Mehr Wert durch Mehrwertsteuer?

Leider erleben wir es allzu oft, dass in der Politik mehrheitsfähige Ziele mit ungeeigneten Mitteln verfolgt werden oder verfolgt werden sollen, so wie im aktuellen Fall zum Thema Tierwohl durch Fleischbesteuerung. Die Massentierhaltung hat schreckliche Gesichter. Darüber besteht kein Zweifel. Bilder vom Transport und der Schlachtung von Rindern, Schweinen und Hühnern, bei denen aus ökonomischen Gründen bestenfalls die niedrigsten gesetzlichen Vorgaben eingehalten werden, sind unerträglich. Doch wenn die Fleischteile sauber zerlegt im Kühlregal liegen, interessiert das die meisten Verbraucher nicht mehr. Das ist wohl menschlich. Unmenschlich ist hingegen die tierische Haltung.

Nachvollziehbar ist deshalb, dass sich jüngst zwei Politiker der SPD und der Grünen in der Absicht, den bestialischen Methoden der Massentierhaltung zu begegnen, für eine höhere Mehrwertsteuer auf Fleisch ausgesprochen haben: „Ich bin dafür, die Mehrwertsteuerreduktion für Fleisch aufzuheben und zweckgebunden für mehr Tierwohl einzusetzen“, sagte Friedrich Ostendorff, agrarpolitischer Sprecher der Grünenfraktion, der Zeitung Die Welt. Und auch Rainer Spiering, agrarpolitischer Sprecher der SPD hält die Anhebung der Mehrwertsteuer für Fleisch für ein geeignetes Mittel zum Tierschutz.

Man muss dazu wissen, dass in Deutschland der übliche Mehrwertsteuersatz von 19 Prozent für die meisten Lebensmittel auf nur 7 Prozent reduziert ist. Hierdurch soll die Konsumbesteuerung sozialer gestaltet werden. Da im Gegensatz zur progressiven Einkommensbesteuerung jeder ungeachtet seiner finanziellen Möglichkeiten dieselben Steuern pro Euro Einkauf leisten muss, will man im Bereich der Lebensgrundlagen den Einkommensschwachen, die hierfür einen Großteil ihres Budgets – wenn nicht gar ihr gesamtes – aufwenden müssen, möglichst sanft belasten. Währenddessen – so die Idee – werden reichere Bürger, die sich auch viele Produkte aus nicht lebenswichtigen Kategorien leisten, dort mit einem höheren Steuersatz, sprich 19 Prozent, zur Staatskasse gebeten. Ist der Vorschlag, diese soziale Regelung beim Produkt Fleisch zurück zu ziehen, nun ein guter? Nein!

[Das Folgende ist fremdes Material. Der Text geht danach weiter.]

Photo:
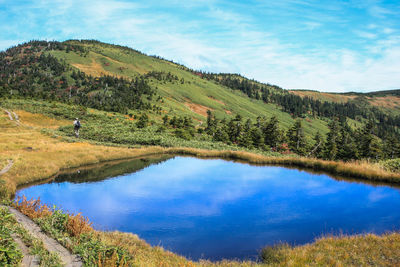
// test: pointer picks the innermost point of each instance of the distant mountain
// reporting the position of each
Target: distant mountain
(117, 78)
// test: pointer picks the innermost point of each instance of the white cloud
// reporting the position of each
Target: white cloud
(238, 46)
(368, 35)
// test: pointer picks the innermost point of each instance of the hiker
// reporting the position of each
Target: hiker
(77, 125)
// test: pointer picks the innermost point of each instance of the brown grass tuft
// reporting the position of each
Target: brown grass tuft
(32, 208)
(78, 224)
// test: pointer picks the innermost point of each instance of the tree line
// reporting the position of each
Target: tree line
(27, 71)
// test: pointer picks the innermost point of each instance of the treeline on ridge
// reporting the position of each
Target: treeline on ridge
(27, 71)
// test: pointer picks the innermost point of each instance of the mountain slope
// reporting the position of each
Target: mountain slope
(192, 98)
(174, 100)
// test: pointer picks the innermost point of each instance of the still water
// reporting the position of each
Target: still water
(215, 209)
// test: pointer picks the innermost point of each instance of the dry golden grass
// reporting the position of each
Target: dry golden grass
(38, 156)
(392, 102)
(359, 250)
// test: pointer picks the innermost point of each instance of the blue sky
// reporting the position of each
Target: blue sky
(321, 45)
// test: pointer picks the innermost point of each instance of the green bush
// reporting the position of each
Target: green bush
(392, 165)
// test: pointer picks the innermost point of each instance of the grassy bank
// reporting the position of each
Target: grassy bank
(124, 249)
(39, 155)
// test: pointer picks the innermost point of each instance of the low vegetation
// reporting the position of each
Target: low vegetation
(151, 107)
(10, 254)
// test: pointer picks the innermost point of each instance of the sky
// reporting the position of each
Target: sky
(332, 46)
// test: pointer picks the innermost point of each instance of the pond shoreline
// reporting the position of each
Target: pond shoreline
(355, 171)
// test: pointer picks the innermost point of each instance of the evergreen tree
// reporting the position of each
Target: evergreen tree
(297, 141)
(331, 145)
(272, 133)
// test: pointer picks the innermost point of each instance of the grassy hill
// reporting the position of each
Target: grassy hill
(192, 98)
(69, 77)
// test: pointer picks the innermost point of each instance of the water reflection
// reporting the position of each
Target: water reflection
(218, 209)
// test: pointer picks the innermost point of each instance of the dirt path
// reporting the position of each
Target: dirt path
(50, 244)
(28, 260)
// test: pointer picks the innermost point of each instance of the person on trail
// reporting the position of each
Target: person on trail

Erstens: Das sogenannte „Non-Affektationsprinzip“ – im Gesetz als „Grundsatz der Gesamtdeckung“ festgeschrieben – verbietet eine Zweckbindung von Steuern. Das ist kein willkürliches, veraltetes Gesetz. Es hat die Funktion zu gewährleisten, dass das Steueraufkommen zur Haushaltsfinanzierung von den jeweils gewählten legislativen Parlamenten immer wieder frei zugeteilt werden kann und nicht im Übermaß an die Entscheidungen früherer Mehrheiten gebunden ist. Spezifische Steueraufkommen von vornherein für besondere Zwecke vorzubestimmen, ist daher in letzter Konsequenz undemokratisch. Wenn daher aber die gegebenenfalls zusätzlichen Steuereinnahmen gar nicht direkt für den Tierschutz reserviert werden können, ist die Verquickung von Tierschutz und Mehrwertsteuererhöhung nicht mehr überzeugend. Außerdem ist es nicht sinnvoll, für jede neue politische Maßnahme eine zusätzliche Einnahmequelle zu erschließen. Mit diesem Prinzip landen wir bei einem riesigen Staatsanteil und einer erdrückenden Bürokratie. Stattdessen sollte man hin und wieder auch mal über die Andersverwendung von Steuergelder nachdenken.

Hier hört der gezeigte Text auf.